Man, I can't STAND people like that.

Glad to see TX is trucking right along!


----------



## Agusto101 (Dec 5, 2020)

Not surprised, told you it's like trying to delete piracy or corruption from the world that is SIMPLY IMPOSSIBLE, just meaningless efforts.


----------



## raaamesh (Dec 5, 2020)

got the update via their telegram account, have not updated yet, i was one step away looking for atmosphere guide but no need to get my head around sig patches or whatever files i would need yet, probaly not that hard but sx is one file and good to go. ty sx and gbatemp for the news


----------



## toxic9 (Dec 5, 2020)

I have a neutral opinion. the ams vs sxos war should be over. ams is even more fragile, because its team is too small. if its team collapses, ams users must be glad there is an alternative.


----------



## TunaKetchup (Dec 5, 2020)

SX CHAD checking in

I knew TX wouldn't let us down.

Happy to see all the Atmosphere stans seethe.


----------



## Viri (Dec 5, 2020)

Even though I don't use TX, because I can use a free hack, I'm still happy to see TX is still alive. I do like to see options. I'd rather pay for a hack, than see it get held hostage, which you know would have happened, if it wasn't leaked.

Without options, you get the PS4 scene.


----------



## toxic9 (Dec 5, 2020)

sxos have features ams don't have. they have their merit.


----------



## Cylent1 (Dec 5, 2020)

zebrone said:


> Fu...k to all the Xecuters haters...
> Im happy!
> Merry Xmas and Happy new year!!


You took the words right from my mouth!


----------



## Captain_N (Dec 5, 2020)

how about you stop trying to make money off piracy and just give the os for free. Selling it is how tx got rapped in the first place. Dont be stupid like noobs trying to snipe with a shotgun from a tower.....


----------



## donaldgx (Dec 5, 2020)

it was not a matter of if but when


----------



## hakkinen (Dec 5, 2020)

Just wait Atmosphere 0.17 so we can create super xci ourself to play with Sx os. Sx os never dies ^^


----------



## 0x3000027E (Dec 5, 2020)

Spacecraft NX is here
https://github.com/Spacecraft-NX/firmware
TX was a step ahead with this last update, however


----------



## cashboxz01 (Dec 5, 2020)

WiiEJECT said:


> Looks like the part of the team that steals the Atmos code wasn't arrested


Atmos is open source, so it's not stealing. They just implemented their Atmos code and added a feature to load/install XCI's on a whim, and include it with their hardware (and sell their software which includes that code). The price is fair btw. Remember that Sony copies open source code PCSX Reloaded into their Playstation Classic as well, and sells it. It's not like they're not profiting off the open source community.


----------



## Quarions (Dec 5, 2020)

cashboxz01 said:


> Atmos is open source, so it's not stealing. They just implemented their Atmos code and added a feature to load/install XCI's on a whim, and include it with their hardware (and sell their software which includes that code). The price is fair btw. Remember that Sony copies open source code PCSX Reloaded into their Playstation Classic as well, and sells it. It's not like they're not profiting off the open source community.

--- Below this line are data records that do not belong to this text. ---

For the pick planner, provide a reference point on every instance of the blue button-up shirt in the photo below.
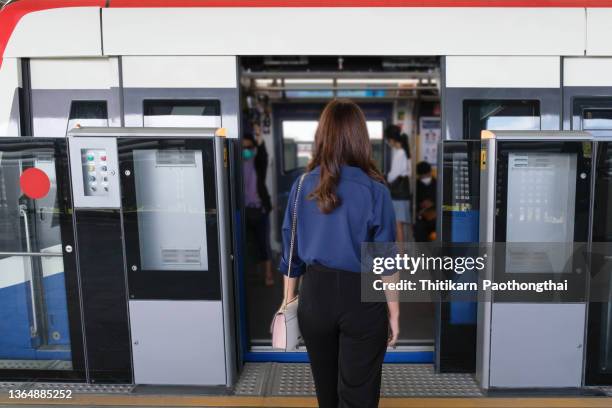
(334, 240)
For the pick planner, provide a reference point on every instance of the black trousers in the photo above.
(346, 339)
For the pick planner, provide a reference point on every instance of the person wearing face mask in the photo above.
(426, 191)
(257, 200)
(399, 178)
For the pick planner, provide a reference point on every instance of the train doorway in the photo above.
(282, 98)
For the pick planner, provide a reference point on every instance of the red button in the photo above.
(35, 183)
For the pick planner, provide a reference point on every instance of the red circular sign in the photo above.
(35, 183)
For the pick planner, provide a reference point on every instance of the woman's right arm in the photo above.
(297, 265)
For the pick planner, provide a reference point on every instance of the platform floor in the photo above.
(290, 385)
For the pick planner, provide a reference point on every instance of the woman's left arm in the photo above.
(384, 233)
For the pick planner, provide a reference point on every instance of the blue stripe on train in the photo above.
(15, 317)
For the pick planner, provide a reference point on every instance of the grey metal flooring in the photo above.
(399, 380)
(294, 379)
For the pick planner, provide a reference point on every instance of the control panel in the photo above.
(95, 171)
(94, 166)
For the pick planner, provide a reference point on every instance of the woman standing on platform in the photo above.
(399, 179)
(342, 203)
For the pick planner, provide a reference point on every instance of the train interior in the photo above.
(282, 98)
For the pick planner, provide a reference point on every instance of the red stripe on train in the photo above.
(11, 14)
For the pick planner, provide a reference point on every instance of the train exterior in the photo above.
(73, 301)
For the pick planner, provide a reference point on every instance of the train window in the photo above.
(88, 113)
(182, 113)
(298, 141)
(597, 119)
(479, 115)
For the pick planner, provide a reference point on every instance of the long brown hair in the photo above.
(341, 138)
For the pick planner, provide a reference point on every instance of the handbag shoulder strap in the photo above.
(294, 226)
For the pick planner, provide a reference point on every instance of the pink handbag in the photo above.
(285, 328)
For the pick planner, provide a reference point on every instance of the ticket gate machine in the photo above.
(535, 201)
(114, 257)
(153, 203)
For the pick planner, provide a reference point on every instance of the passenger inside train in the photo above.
(282, 100)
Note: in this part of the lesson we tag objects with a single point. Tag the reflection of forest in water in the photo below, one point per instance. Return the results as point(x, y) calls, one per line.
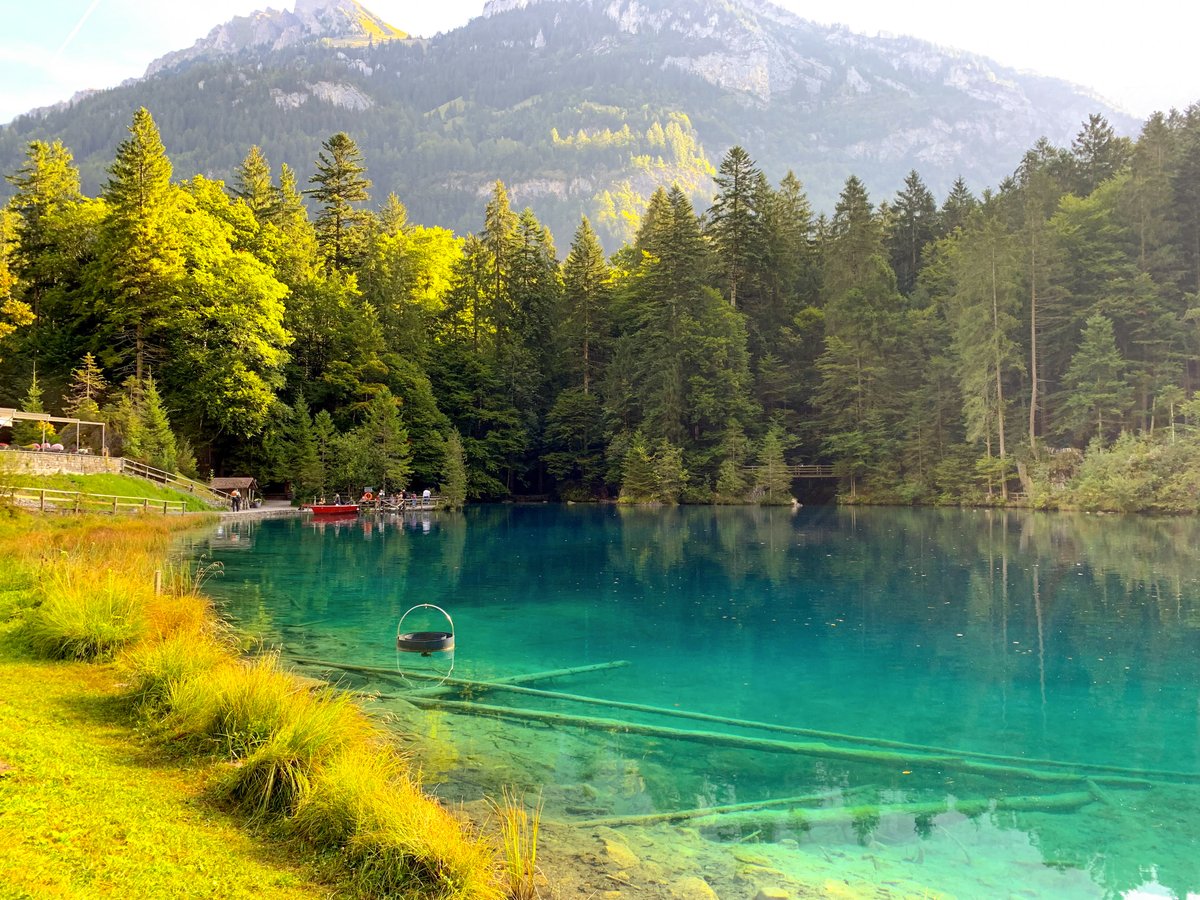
point(1036, 635)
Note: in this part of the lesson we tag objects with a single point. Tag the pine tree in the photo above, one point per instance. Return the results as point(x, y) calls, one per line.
point(306, 472)
point(340, 185)
point(913, 225)
point(958, 207)
point(1095, 383)
point(252, 184)
point(383, 444)
point(587, 293)
point(325, 438)
point(772, 479)
point(87, 391)
point(454, 472)
point(141, 264)
point(639, 481)
point(33, 432)
point(160, 449)
point(1098, 154)
point(735, 222)
point(670, 474)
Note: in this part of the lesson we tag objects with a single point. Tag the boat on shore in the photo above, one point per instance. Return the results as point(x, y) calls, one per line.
point(334, 509)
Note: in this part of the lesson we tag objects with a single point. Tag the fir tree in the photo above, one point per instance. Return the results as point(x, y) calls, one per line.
point(159, 449)
point(340, 185)
point(33, 432)
point(1095, 382)
point(454, 472)
point(772, 479)
point(670, 475)
point(252, 184)
point(306, 472)
point(639, 480)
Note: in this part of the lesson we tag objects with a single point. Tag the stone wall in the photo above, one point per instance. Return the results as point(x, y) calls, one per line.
point(55, 463)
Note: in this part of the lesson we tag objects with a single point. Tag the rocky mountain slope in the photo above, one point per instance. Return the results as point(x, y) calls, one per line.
point(580, 106)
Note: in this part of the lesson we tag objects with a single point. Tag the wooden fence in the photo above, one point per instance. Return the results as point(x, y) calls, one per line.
point(46, 499)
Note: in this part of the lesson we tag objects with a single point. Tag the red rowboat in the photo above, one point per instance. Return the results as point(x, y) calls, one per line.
point(335, 509)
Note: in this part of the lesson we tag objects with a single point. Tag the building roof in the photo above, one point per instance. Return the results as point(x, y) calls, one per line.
point(243, 483)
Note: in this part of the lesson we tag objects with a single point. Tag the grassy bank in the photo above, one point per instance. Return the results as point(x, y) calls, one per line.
point(258, 744)
point(103, 484)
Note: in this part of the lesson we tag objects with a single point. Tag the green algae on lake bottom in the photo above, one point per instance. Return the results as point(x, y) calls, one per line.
point(1045, 659)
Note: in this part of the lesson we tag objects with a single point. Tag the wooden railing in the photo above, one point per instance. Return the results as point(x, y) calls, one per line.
point(804, 471)
point(46, 499)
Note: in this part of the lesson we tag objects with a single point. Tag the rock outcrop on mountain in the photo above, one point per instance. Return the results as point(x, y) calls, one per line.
point(587, 103)
point(337, 22)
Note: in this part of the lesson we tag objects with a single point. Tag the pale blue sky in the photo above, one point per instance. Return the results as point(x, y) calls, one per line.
point(1141, 60)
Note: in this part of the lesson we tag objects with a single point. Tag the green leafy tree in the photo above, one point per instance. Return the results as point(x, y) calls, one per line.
point(13, 313)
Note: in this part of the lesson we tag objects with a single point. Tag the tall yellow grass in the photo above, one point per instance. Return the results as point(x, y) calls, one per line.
point(519, 835)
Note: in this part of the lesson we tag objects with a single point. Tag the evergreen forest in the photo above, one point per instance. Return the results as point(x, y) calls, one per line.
point(1037, 345)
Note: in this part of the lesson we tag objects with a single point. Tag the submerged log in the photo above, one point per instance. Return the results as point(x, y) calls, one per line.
point(511, 687)
point(805, 819)
point(815, 749)
point(460, 682)
point(685, 814)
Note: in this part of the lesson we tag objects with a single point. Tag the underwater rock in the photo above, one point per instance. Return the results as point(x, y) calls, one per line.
point(621, 855)
point(693, 888)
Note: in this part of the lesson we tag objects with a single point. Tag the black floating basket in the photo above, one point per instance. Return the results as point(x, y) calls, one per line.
point(425, 642)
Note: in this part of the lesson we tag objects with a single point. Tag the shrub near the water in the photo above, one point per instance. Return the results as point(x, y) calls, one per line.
point(83, 618)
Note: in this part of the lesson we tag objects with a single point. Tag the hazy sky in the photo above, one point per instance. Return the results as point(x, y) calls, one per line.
point(1140, 59)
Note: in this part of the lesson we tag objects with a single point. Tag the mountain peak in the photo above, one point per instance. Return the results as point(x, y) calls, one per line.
point(333, 22)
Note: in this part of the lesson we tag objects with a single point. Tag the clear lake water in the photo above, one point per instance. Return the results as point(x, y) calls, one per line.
point(923, 702)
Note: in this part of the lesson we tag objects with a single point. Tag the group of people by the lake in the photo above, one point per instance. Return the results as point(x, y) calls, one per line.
point(400, 499)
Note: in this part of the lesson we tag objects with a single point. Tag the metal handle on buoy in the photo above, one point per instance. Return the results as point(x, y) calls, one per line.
point(424, 642)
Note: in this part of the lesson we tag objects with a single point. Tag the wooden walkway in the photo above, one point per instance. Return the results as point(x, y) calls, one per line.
point(804, 471)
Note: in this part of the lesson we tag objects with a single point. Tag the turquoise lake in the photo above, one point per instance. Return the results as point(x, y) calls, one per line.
point(969, 703)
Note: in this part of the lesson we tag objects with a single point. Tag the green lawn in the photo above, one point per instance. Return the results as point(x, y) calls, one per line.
point(90, 810)
point(120, 485)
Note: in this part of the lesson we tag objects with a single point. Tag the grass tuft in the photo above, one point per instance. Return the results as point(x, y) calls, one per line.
point(519, 834)
point(84, 621)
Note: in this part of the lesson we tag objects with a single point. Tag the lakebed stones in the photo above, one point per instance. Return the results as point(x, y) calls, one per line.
point(693, 888)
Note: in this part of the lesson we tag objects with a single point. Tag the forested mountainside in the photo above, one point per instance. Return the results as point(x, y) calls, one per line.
point(579, 107)
point(940, 351)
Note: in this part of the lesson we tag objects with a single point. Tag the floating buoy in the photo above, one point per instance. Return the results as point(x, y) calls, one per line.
point(426, 643)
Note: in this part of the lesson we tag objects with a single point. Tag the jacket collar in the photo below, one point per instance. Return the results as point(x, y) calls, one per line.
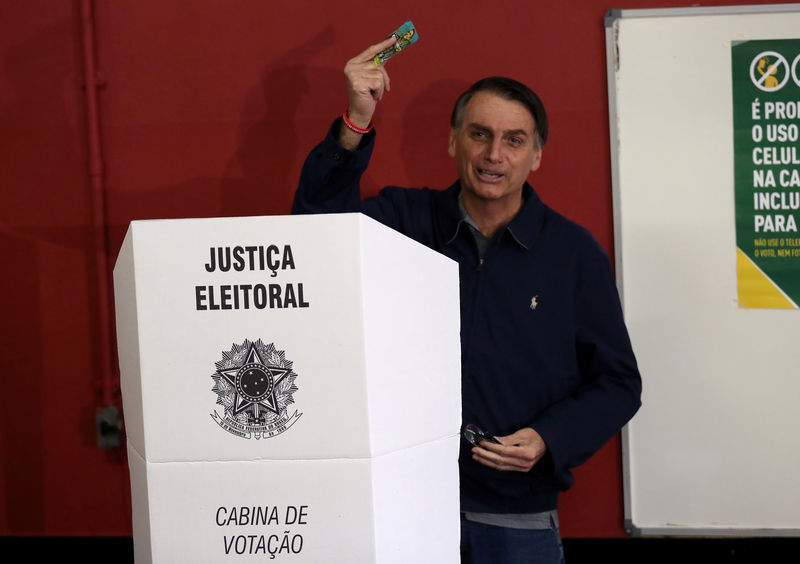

you are talking to brain dead people


----------



## 8BitWonder (Dec 5, 2020)

cashboxz01 said:


> Atmos is open source, so it's not stealing. They just implemented their Atmos code and added a feature to load/install XCI's on a whim, and include it with their hardware (and sell their software which includes that code). The price is fair btw. Remember that Sony copies open source code PCSX Reloaded into their Playstation Classic as well, and sells it. It's not like they're not profiting off the open source community.


The difference is that Sony respects PCSX Rearmed's GPLv2 license here and makes the source code for their fork available.

Gateway has not respected Atmosphere's GPLv2 license by not including it or disclosing their fork/changes.


----------



## AirbusX (Dec 5, 2020)

HAHAHAHAHAHAHA So sweet. Up yours SXOS haters!


----------



## Legend Of Kay (Dec 5, 2020)

Oh damn! I’m glad I bought my chips to the thread because the amount of SALT is incredible.

Very happy this has come out. I personally switched to atmosphere when the guys got arrested but knowing I have the option to switch back and continue hdd loading all new games at any time is just great.


----------



## cashboxz01 (Dec 5, 2020)

8BitWonder said:


> The difference is that Sony respects PCSX Rearmed's GPLv2 license here and makes the source code for their custom fork available.
> 
> Gateway has not respected Atmosphere's license by not including it or disclosing their fork/changes.


So what? People need to quit being babies and stop whining over Atmos not getting credz. Everyone knows Atmos code is in there, it's a given. They're releasing a piracy enabling tool ffs, what difference does it make anyway? What difference does it make if they don't fulfill a legal formality when creating something notoriously illegal anyway?


----------



## 8BitWonder (Dec 5, 2020)

cashboxz01 said:


> ...


Your argument was that because Sony uses FOSS code it's fine that Gateway does.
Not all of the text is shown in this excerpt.